Back in the 1950s and ‘60s going to Europe was, in relative terms, quite an adventure. Travelers had three fears when they ventured into the unknown, says Dr. Susan Barton, a research fellow at the University of Leicester who has written about working class holidays: “Flying, foreigners and food.”
It might have been the first time you got on a plane, ordered a pint of milk in Spanish, or laid eyes on a squid. It’s why these first resorts incorporated British food and drink into the experience; to make people feel more at home.
And, as you can tell from Hisaronu, this custom never fully went away. Spain set the mold for this type of “Britain with better weather” vacation, but soon dozens of places similar to Hisaronu appeared in Greece and Turkey. By the 1980s, Turkey was viewed as a getaway destination with plentiful “sun, sea, ancient history and exotic orient” writes Arzu Ozturkmen, a historian at Bogazici University, as well as a cheaper alternative to the Spanish coast.
A country like Turkey may not feel as foreign as it once did to visitors, and a place like Hisaronu provides a base to travel more “off the beaten track.” Yet when it comes to food, the Brits are not always the most adventurous. According to a survey carried out by a large British supermarket chain, they still have a fondness for home cooking. In 2014, one third of Brits claimed they preferred eating their own cuisine on vacation. Another 1999 survey found that half of British tourists snub local fare in favor of fish and chips and an English breakfast.
Clutching to routine and ritual like a safety blanket extends beyond food. This same survey found, rather hilariously, that 34 percent of British tourists take an umbrella on vacation with them, and one percent take their own tea bags. (As a Brit, I can certainly attest to the last point. Tea, as every British person knows, never tastes the same beyond the British Isles.)
Hisaronu and Britain now have something else in common, beyond an affinity for the English breakfast. Soon, neither will be a member of the European Union. During the bitter “Brexit” referendum, the “Leave” side dangled the threat of Turkey joining the European Union as a strong reason to vote no. It was argued that Turks would soon be arriving at the English border seeking work. Not only is Turkey’s membership of the E.U. a distant prospect, but more Britons currently travel to Turkey than vice versa.

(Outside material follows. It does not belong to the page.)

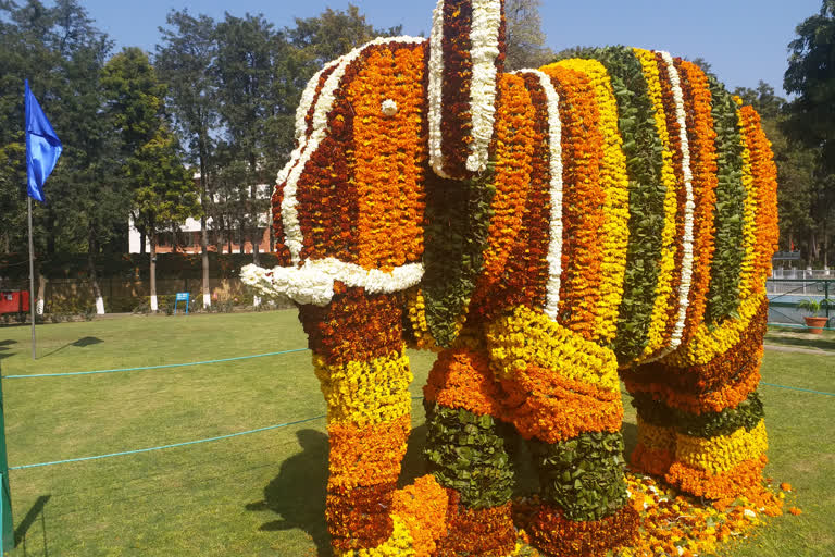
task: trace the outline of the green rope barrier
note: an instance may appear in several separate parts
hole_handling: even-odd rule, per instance
[[[412,397],[412,400],[421,400],[421,399],[423,399],[422,396],[413,396]],[[66,463],[70,463],[70,462],[84,462],[84,461],[87,461],[87,460],[98,460],[98,459],[101,459],[101,458],[122,457],[122,456],[126,456],[126,455],[138,455],[140,453],[150,453],[152,450],[162,450],[164,448],[185,447],[187,445],[197,445],[199,443],[209,443],[209,442],[212,442],[212,441],[228,440],[230,437],[238,437],[240,435],[249,435],[251,433],[260,433],[262,431],[277,430],[278,428],[287,428],[289,425],[298,425],[300,423],[312,422],[314,420],[321,420],[324,417],[325,417],[325,414],[314,416],[313,418],[304,418],[303,420],[296,420],[296,421],[292,421],[292,422],[277,423],[275,425],[267,425],[265,428],[258,428],[256,430],[239,431],[237,433],[229,433],[227,435],[219,435],[216,437],[207,437],[204,440],[185,441],[183,443],[173,443],[171,445],[160,445],[158,447],[138,448],[138,449],[135,449],[135,450],[123,450],[123,451],[120,451],[120,453],[109,453],[107,455],[96,455],[94,457],[67,458],[67,459],[64,459],[64,460],[53,460],[51,462],[37,462],[35,465],[10,466],[9,470],[25,470],[27,468],[40,468],[40,467],[43,467],[43,466],[66,465]]]
[[[301,352],[304,350],[307,350],[307,348],[294,348],[291,350],[282,350],[278,352],[254,354],[252,356],[238,356],[235,358],[222,358],[220,360],[190,361],[186,363],[165,363],[163,366],[146,366],[144,368],[120,368],[114,370],[98,370],[98,371],[73,371],[68,373],[34,373],[30,375],[3,375],[3,379],[65,377],[68,375],[92,375],[96,373],[117,373],[122,371],[161,370],[165,368],[184,368],[187,366],[202,366],[204,363],[221,363],[225,361],[249,360],[251,358],[263,358],[265,356],[278,356],[282,354]]]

Some 2.5 million British citizens travel to Turkey each year, reports The Daily Telegraph, but fewer than 200,000 Turks visited the U.K. in 2015. And despite the fact there has been a steep drop in arrivals amid security fears in Turkey—a result of bombings and a failed coup—Hisaronu appears to have a loyal following. Visitors like Conner say they will keep coming back.
Not everything in Hisaronu is Anglicized; guests can still find their fair share of traditional kebab houses and menus delivering aubergine-based delights. For the ardent shopper, there are plenty of souvenirs to be bought that can’t be found in a British department store.
Dotted along the main drag in Hisaronu, tourists can find counterfeit treasures galore. Rows of fake soccer shirts, stacks of Armani handbags, “Roy Bands” sunglasses and other sweet deals on merchandise fill shop fronts. You might buy that “Prada” purse at Selfridgez, rather than Selfridges, the London department store.
Conner, the longtime Hisaronu visitor, believes proprietors of venues like Azda or Marc Spenger name their shops after British cultural references as a joke, rather than a bald attempt to draw in visitors.
Just the name Codswallop – a frankly hilarious thing to see on vacation – is entertaining for British guests in Hisaronu. In addition to its fish and chips, the menu revives some of the summertime eating traditions normally reserved for trips to the British seaside.
As Ruth Letts, one happy Codswallop customer says, “If we were staying longer I would be trying out the afternoon cream teas too.”